Cet objectif sera dit, lors de la vigile pascale, dans les mots suivants : 
"Après avoir terminé l'entraînement du Carême, renouvelons la renonciation à Satan que l'on fait lors du baptême, renouvelons notre profession de foi au Dieu vivant et vrai, et à son Fils Jésus-Christ, dans la sainte Église catholique."

Nous remarquons qu'il est question de renonciation à Satan. Le carême c'est aussi un combat contre le péché, contre les forces du mal. C'est le combat de Jésus, dont parle tous les ans l'évangile du premier dimanche de Carême. Jésus se veut aux ordres du Père; il se veut au service de son projet d'amour et de vie.

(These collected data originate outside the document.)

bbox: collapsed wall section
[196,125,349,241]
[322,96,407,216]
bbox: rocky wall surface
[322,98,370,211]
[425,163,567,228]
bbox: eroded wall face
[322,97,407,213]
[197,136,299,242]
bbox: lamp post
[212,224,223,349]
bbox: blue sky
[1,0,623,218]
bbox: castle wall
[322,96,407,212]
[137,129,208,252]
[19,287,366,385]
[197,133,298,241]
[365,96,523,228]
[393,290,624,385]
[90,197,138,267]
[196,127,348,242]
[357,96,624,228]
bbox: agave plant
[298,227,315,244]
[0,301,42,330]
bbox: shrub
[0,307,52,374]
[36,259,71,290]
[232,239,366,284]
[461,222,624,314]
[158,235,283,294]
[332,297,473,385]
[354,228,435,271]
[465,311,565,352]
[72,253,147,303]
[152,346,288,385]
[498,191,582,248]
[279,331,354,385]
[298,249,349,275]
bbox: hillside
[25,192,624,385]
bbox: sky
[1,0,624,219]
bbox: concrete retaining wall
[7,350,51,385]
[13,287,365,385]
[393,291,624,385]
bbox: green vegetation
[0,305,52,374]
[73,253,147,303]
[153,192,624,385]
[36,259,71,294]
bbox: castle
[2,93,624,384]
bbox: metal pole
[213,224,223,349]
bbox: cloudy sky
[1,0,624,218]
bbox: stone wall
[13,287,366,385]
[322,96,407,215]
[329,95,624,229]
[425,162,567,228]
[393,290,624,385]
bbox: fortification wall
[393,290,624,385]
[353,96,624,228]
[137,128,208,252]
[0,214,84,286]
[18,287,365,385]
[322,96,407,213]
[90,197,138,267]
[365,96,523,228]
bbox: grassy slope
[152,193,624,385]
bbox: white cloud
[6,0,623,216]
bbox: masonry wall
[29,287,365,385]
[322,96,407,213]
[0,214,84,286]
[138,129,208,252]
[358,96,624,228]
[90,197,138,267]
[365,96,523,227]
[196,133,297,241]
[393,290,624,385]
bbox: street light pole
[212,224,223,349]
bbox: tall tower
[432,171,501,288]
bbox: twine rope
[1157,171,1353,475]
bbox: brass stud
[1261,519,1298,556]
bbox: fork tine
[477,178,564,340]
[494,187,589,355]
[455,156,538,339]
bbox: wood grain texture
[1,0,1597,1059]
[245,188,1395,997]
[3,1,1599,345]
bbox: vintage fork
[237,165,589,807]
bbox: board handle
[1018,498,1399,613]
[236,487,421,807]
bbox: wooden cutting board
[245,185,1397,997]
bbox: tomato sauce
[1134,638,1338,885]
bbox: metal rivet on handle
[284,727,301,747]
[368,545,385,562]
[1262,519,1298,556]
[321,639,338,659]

Sa nourriture et de faire la volonté du Père. Il repousse avec force les pièges du tentateur. Nous le prenons pour Modèle et nous comptons sur son aide.
Et nous faisons nôtre la belle prière de l'Eglise qui dit très bien l'objectif principal de ce saint temps : 
Accorde-nous, Dieu tout-puissant, tout au long de ce Carême, de progresser dans la connaissance de Jésus-Christ et de nous ouvrir à sa lumière par une vie de plus en plus fidèle.